The Kissaway Trail, Breach
Featured Album
Effortless and irresistible, even without a couple founding members
After the release of 2010′s Sleep Mountain, the Kissaway Trail lost two of its founding members. For the noise-spackled (but pop-minded) Denmark band, this move ended up being a case of addition by subtraction: Breach, the group’s third record and first recorded as a trio, is a far more focused effort. The album’s hazy indie rock draws from diverse influences, including Britpop (the shimmering “Nørrebro”), psych-pop (the Flaming Lips dead ringer “Cuts Of Youth (Razor Love)”) and ’80s alt-pop (“Sarah Jevo”).

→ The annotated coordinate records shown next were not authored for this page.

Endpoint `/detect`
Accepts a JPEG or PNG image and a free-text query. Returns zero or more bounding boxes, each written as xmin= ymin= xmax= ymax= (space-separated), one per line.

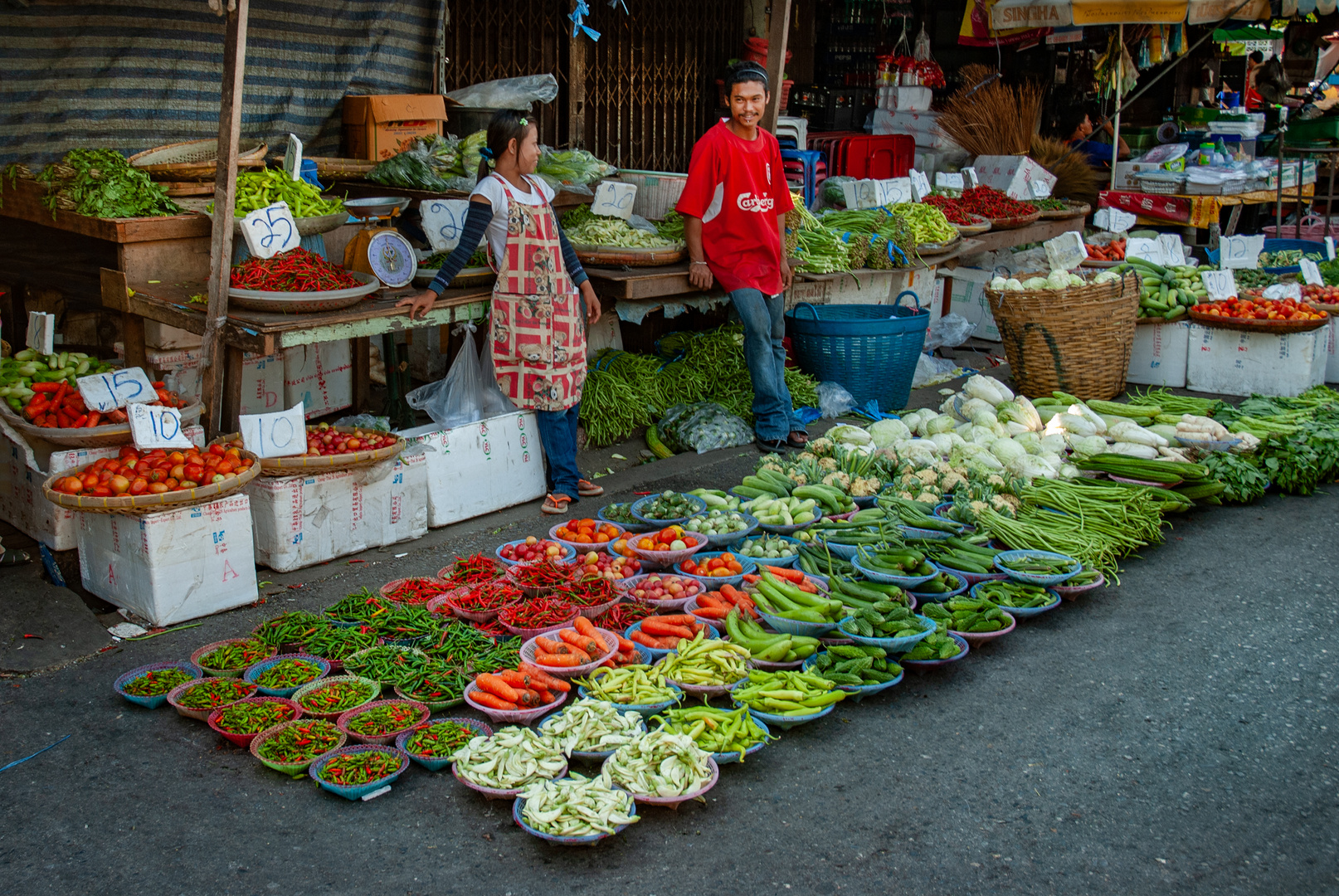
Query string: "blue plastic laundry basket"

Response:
xmin=786 ymin=290 xmax=929 ymax=411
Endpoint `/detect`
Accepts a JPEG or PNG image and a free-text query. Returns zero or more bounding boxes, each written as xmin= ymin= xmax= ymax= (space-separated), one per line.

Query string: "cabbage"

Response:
xmin=825 ymin=423 xmax=874 ymax=445
xmin=1014 ymin=432 xmax=1042 ymax=454
xmin=991 ymin=440 xmax=1027 ymax=466
xmin=869 ymin=421 xmax=912 ymax=447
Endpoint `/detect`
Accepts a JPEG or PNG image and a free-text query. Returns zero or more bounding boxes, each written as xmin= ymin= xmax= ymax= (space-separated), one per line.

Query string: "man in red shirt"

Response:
xmin=676 ymin=63 xmax=809 ymax=451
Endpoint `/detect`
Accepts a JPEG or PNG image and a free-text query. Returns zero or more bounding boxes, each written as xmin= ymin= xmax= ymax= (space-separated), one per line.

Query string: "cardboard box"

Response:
xmin=0 ymin=421 xmax=205 ymax=550
xmin=284 ymin=338 xmax=353 ymax=419
xmin=401 ymin=411 xmax=546 ymax=528
xmin=116 ymin=343 xmax=290 ymax=414
xmin=344 ymin=94 xmax=446 ymax=162
xmin=1185 ymin=323 xmax=1327 ymax=397
xmin=972 ymin=155 xmax=1055 ymax=201
xmin=75 ymin=493 xmax=257 ymax=626
xmin=1125 ymin=320 xmax=1190 ymax=388
xmin=245 ymin=454 xmax=427 ymax=572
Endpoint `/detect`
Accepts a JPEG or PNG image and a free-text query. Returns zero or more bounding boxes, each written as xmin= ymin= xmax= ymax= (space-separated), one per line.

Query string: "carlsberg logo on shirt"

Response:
xmin=735 ymin=192 xmax=776 ymax=212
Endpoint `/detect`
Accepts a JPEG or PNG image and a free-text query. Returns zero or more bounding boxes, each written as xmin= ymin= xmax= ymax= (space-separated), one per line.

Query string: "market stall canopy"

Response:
xmin=991 ymin=0 xmax=1269 ymax=31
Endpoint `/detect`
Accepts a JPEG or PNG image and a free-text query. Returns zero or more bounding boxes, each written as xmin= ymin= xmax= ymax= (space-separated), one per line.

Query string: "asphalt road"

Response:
xmin=0 ymin=453 xmax=1339 ymax=896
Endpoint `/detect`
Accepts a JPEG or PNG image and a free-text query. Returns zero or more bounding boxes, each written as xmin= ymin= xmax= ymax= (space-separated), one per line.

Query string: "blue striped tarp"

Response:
xmin=0 ymin=0 xmax=442 ymax=166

The ’80s pop vibe is especially magnified by a gentle New Order synth buzz, which hums prominently underneath multiple songs: the mournful, drum-heavy instrumental “Sara (R.I.Punk),” clanking electropop plea “Beauty Still Rebels” and the Low Life-esque album-closer “A Rainy Night In Soho.” Thomas Fagerlund and Søren Corneliussen are forceful vocalists, and a few grungier detours — including the Cloud Nothings-reminiscent “So Sorry, I’m Not” and the lush, hooky highlight “The Springsteen Implosion” — add bite and aggression. Stylistically, the Kissaway Trail aren’t reinventing the wheel, but their songwriting is taut and dynamic; as a result, Breach sounds effortless and irresistible.